Proper access control rule order reduces the resources required to process network traffic, and prevents rule preemption. Although the rules you create are unique to every organization and deployment, there are a few general guidelines to follow when ordering rules that can optimize performance while still addressing your needs.


Requirements and Prerequisites for Access Control Rules

Model Support

Any

Supported Domains

Any

User Roles

  • Admin

  • Access Admin

  • Network Admin

Adding an Access Control Rule Category

You can divide an access control policy's Mandatory and Default rule sections into custom categories. After you create a category, you cannot move it, although you can delete it, rename it, and move rules into, out of, within, and around it. The system assigns rule numbers across sections and categories.

Procedure


Step 1

In the access control policy editor, click Add Category.

Tip

 

If your policy already contains rules, you can click a blank area in the row for an existing rule to set the position of the new category before you add it.

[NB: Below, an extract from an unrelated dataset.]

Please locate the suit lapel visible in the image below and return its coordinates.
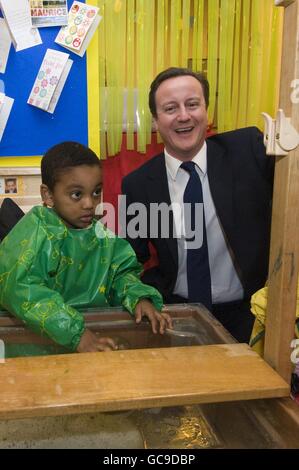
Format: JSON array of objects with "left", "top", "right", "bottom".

You can also right-click an existing rule and select Insert new category.

Step 2

Enter a Name.

Step 3

From the Insert drop-down list, choose where you want to add the category:

  • To insert a category below all existing categories in a section, choose into Mandatory or into Default.

  • To insert a category above an existing category, choose above category, then choose a category.

  • To insert a category above or below an access control rule, choose above rule or below rule, then enter an existing rule number.

Step 4

Click OK.

Step 5

Click Save to save the policy.


What to do next

Create and Edit Access Control Rules

If you edit an access control rule that is actively in use, the changes do not apply to established connections at deploy-time. The updated rule is used to match against future connections. However, if the system is actively inspecting a connection (for example, with an intrusion policy), it will apply changed matching or action criteria to existing connections.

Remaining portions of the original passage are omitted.